Just as important as the words that are vanishing are the words being created every day. Macfarlane explains in the book that his seven-year-old son, when told there was no word for “the shining hump of water that rises above a submerged boulder in a stream”, quickly suggested ‘currentbum’. “Since the book was published, I’ve been sent many words – on postcards, and letters, from diaries and clippings, as well as emails and Twitter – and children and parents have begun to send me ones that they make up,” Macfarlane tells me.

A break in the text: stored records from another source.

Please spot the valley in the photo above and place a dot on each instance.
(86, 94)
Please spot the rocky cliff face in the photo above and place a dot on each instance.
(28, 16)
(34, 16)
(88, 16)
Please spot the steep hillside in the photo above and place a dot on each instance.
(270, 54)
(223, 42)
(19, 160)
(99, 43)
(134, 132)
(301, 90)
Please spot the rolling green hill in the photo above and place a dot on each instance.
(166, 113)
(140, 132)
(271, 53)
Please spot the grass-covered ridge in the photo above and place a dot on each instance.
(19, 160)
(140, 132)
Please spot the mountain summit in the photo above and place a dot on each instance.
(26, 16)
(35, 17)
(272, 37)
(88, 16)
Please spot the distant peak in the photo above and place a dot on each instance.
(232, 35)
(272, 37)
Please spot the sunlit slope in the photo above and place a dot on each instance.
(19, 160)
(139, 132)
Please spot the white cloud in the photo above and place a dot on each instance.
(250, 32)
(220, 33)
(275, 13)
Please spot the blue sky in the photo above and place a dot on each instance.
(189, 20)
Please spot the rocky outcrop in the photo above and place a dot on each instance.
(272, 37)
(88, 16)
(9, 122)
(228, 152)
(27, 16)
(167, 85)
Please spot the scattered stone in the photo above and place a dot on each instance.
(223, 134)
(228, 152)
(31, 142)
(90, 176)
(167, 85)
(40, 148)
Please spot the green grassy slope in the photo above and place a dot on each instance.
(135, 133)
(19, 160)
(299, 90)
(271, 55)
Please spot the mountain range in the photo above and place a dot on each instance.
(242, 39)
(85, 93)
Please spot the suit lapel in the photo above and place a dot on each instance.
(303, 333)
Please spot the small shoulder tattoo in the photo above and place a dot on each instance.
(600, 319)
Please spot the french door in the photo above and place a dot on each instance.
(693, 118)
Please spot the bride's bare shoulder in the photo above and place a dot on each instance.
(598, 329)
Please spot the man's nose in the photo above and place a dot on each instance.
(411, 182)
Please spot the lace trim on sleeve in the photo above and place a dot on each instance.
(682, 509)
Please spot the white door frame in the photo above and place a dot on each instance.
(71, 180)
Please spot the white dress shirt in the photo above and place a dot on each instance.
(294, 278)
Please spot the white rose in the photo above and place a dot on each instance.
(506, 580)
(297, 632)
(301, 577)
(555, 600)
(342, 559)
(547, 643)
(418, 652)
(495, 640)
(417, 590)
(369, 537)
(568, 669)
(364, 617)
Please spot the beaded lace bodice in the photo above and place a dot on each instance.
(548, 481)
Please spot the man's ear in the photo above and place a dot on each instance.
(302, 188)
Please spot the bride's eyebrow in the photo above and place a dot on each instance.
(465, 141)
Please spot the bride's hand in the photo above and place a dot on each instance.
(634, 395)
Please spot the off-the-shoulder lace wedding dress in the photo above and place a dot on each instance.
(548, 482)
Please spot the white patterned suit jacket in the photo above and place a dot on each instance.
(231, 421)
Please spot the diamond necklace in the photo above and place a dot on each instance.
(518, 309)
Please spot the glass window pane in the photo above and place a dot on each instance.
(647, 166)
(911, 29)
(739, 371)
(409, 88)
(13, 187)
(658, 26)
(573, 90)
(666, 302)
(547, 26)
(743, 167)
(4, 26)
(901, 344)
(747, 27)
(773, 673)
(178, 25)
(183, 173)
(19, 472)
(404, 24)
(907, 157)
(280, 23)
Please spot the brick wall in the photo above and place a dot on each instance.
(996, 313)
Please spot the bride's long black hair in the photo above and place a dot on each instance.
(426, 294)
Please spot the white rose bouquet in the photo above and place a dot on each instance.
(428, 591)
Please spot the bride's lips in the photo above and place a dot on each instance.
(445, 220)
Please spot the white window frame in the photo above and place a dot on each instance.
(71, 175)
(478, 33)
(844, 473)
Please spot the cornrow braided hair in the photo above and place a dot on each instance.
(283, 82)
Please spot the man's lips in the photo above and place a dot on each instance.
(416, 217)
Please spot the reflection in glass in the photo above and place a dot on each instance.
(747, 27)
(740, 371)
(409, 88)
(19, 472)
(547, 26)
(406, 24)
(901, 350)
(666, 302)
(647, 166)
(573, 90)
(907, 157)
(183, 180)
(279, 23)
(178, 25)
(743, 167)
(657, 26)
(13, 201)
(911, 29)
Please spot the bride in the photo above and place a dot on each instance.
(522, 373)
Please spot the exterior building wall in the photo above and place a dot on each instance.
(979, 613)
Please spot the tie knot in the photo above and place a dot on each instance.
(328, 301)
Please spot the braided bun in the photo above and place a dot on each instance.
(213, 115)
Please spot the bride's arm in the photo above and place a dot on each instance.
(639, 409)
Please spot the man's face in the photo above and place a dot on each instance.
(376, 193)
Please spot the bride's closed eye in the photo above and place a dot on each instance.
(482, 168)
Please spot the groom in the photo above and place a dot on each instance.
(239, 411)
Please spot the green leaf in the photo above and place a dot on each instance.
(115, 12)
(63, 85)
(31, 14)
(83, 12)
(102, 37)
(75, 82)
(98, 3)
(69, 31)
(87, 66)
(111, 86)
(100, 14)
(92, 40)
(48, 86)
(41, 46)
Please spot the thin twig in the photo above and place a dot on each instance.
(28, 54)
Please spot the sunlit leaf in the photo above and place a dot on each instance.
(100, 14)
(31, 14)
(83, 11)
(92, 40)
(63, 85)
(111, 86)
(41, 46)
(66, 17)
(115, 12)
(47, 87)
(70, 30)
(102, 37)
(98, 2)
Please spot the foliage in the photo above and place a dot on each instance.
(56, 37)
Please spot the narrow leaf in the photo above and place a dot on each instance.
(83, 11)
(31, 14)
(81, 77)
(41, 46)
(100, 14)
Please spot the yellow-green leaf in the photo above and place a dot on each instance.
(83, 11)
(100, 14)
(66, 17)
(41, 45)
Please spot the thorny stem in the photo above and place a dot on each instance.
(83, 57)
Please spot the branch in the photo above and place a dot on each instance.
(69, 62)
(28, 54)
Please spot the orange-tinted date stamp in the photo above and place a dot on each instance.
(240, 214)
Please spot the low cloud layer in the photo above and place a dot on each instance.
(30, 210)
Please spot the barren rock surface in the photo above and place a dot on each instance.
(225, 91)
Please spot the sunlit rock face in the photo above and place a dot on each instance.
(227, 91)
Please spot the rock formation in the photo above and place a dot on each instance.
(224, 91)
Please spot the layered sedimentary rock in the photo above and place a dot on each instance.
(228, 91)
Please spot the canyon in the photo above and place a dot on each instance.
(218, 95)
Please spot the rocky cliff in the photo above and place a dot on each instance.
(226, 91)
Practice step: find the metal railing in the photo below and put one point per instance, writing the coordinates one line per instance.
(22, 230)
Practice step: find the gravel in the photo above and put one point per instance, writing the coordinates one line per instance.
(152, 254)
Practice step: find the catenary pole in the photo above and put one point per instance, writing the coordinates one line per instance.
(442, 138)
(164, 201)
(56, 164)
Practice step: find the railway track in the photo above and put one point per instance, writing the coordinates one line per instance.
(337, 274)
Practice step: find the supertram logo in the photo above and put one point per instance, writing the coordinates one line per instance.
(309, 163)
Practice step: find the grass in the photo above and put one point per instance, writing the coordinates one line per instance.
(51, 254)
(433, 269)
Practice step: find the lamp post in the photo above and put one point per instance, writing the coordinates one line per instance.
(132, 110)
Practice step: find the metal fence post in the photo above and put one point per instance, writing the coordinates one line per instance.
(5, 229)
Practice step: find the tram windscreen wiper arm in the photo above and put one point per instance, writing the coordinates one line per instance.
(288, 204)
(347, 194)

The collecting of terms in Landmarks is not a form of hoarding, an attempt at control in the face of loss. At his Hay talk, Macfarlane expressed how he hoped the book might give new life to the place-languages within. “I want these words to be released and let their energies and their poetries run wild,” he said.

To that end, the last glossary, Childish, is left blank. It is a sign of hope. As Macfarlane says in Landmarks, “We have forgotten 10,000 words for our landscapes, but we will make 10,000 more, given time.”

His glossaries, then, are much more than vocabulary-expanding lists. This is where Macfarlane the magician takes over.

“I wanted them to become spells, really; chants, incantations – you step into them like you might step into a flowing stream and let the words run over you. They do have their own magic, which is nothing to do with me. I just put them on the page,” he says. “But they become spells.”